Who reviews and approves it
BLAs are reviewed by the FDA, historically by the Center for Biologics Evaluation and Research (CBER). Following an administrative transfer, certain therapeutic biologics — including many monoclonal antibodies and therapeutic proteins — are now reviewed by the Center for Drug Evaluation and Research (CDER), while vaccines, blood products and cell and gene therapies remain with CBER. Approval is signified by issuing a biologics licence.
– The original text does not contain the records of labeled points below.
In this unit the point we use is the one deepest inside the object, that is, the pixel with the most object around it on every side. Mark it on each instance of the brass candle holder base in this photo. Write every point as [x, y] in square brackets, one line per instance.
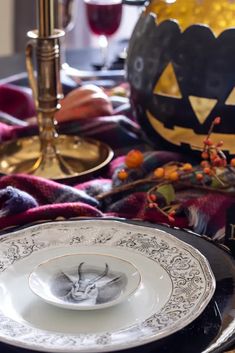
[75, 157]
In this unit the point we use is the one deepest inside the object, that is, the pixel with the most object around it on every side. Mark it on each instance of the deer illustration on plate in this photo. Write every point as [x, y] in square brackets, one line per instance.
[89, 285]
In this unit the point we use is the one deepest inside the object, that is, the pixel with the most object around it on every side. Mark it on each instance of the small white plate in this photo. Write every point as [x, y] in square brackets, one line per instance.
[84, 281]
[176, 285]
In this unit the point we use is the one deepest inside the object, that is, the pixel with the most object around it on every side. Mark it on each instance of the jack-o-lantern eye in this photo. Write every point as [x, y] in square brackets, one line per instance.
[231, 98]
[202, 107]
[167, 84]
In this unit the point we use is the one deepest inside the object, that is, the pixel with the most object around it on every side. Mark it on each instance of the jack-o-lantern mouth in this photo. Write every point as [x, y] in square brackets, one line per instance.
[168, 86]
[181, 135]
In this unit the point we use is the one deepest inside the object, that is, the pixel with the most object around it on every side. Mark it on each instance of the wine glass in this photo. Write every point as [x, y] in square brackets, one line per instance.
[104, 18]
The pathway sits alongside the abbreviated 351(k) route used for biosimilar and interchangeable products.
Key facts
At a glance
- Definition: Application to market a biological product in the United States.
- Stands for: Biologics License Application.
- Statute: Public Health Service Act, section 351.
- Standard: Product must be safe, pure and potent.
- Reviewer: FDA — CBER, or CDER for certain therapeutic biologics.
- Outcome: FDA issues a biologics licence (a licensure, not an NDA approval).
Common misconceptions
What people often get wrong
Often heard: A BLA is just the biologics version of a New Drug Application under the same statute.
Actually: They differ in legal basis. A BLA is submitted under section 351 of the Public Health Service Act, whereas a New Drug Application is submitted under the Federal Food, Drug, and Cosmetic Act. The standards and resulting authorisations are distinct.
Often heard: All biologics are reviewed by CBER.
Actually: Many therapeutic biologics, such as monoclonal antibodies and therapeutic proteins, are reviewed by CDER following an administrative transfer. CBER continues to review vaccines, blood products and cell and gene therapies.
Often heard: Biosimilars are approved through a standard BLA.
Actually: Biosimilar and interchangeable products use the abbreviated 351(k) pathway, which relies on demonstrating similarity to an already-licensed reference product, rather than a standalone full BLA under 351(a).